On the night of June 21, 2015, they were at her apartment. Both were married. She was in the process of divorcing. He told her he had worries about his own marriage, documents show.
Both acknowledged that during a make-out session, Boroujeni asked her if they could have sex. He claimed she said yes and that she provided a condom in a pinkish wrapper, according to documents.
But the alleged victim told Little that she didn’t consent. She first said she couldn’t remember if there was a condom, then later said she was sure she hadn’t provided one, as Boroujeni claimed, because she did notkeep condoms in her apartment.
Little’s report states that when the alleged victim told her friend what happened, the friend wanted to call the police. But the alleged victim did not want to make a criminal complaint because “she did not want any of this to come out to the university because she was this young tenure track professor,” Little wrote.
In his statement, Boroujeni said he asked the alleged victim if she wanted to have sex and she replied “mhm,” which he understood as consent.
The alleged victim continued to see Boroujeni, the report states. As she did, the alleged victim described to a friend how he “disregarded (her) boundaries sexually,” Little wrote. That friend told Little that the alleged victim had told her there were times she did not want to have sex with Boroujeni, but “he pressured her until she did.”
Another person told Little that the alleged victim confided in 2017 that Boroujeni “forced me to have sex with him.”
Boroujeni refused to speak with Little, choosing instead to answer her questions in writing. Those answers, Little noted, were written “with the benefit of first having seen (the alleged victim’s) account and the details she provided and didn’t provide.”
Boroujeni said he didn’t speak to Little because “I was seriously worried about criminal exposure.”
He said he couldn’t get legal representation for an interview because of scheduling problems.
He described Little as untrained and “just somebody who works in an office in CSU who is now in charge of a very serious allegation. … How do they hire these people? They are not an attorney. (sic) They are not an investigator. (sic) They go through minimal training.”
Little, who received a law degree from the University of Illinois in 2014, is now the director of civil rights and Title IX Compliance at Northwestern University.

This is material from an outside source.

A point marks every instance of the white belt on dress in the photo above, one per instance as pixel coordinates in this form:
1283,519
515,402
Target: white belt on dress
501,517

She didn’t respond to a request for comment.
Unlike Boroujeni, the alleged victim spoke with Little.
She “didn’t have time to reflect upon, ponder, deliberate about, and compose her answers. Instead, she answered this investigator’s questions in the moment, and based only on her personal recollection. Put simply, a reasonable person could find that (her) manner of testimony supports a finding that her account was credible.”
Little wrote that Boroujeni told her “there are text messages that corroborate his account and requested that (the victim) submit these materials.” But the alleged victim told Little she had already submitted all the texts she had. There was nothing in them that matched what Boroujeni described, Little wrote.
“Told this,” Boroujeni “never submitted or described the messages” himself, Little wrote. Boroujeni told EdSource he’d deleted the messages.
“A reasonable person could find Boroujeni‘s assertion that there is evidence to corroborate his account, and his failure to produce or describe such evidence … to diminish the likelihood that his version of events can be corroborated and therefore the credibility of his account,” Little wrote.
Little concluded that she found the alleged victim had proven herself credible. Boroujeni, she wrote, “did not likely obtain consent for sexual intercourse.”
Fresno State ordered Boroujeni and the alleged victim to avoid each other on campus. He continued teaching.
The alleged victim wasn’t satisfied that the university was doing enough to protect her. She then filed a grievance and gave notice to CSU “of her plans to pursue litigation,” records show.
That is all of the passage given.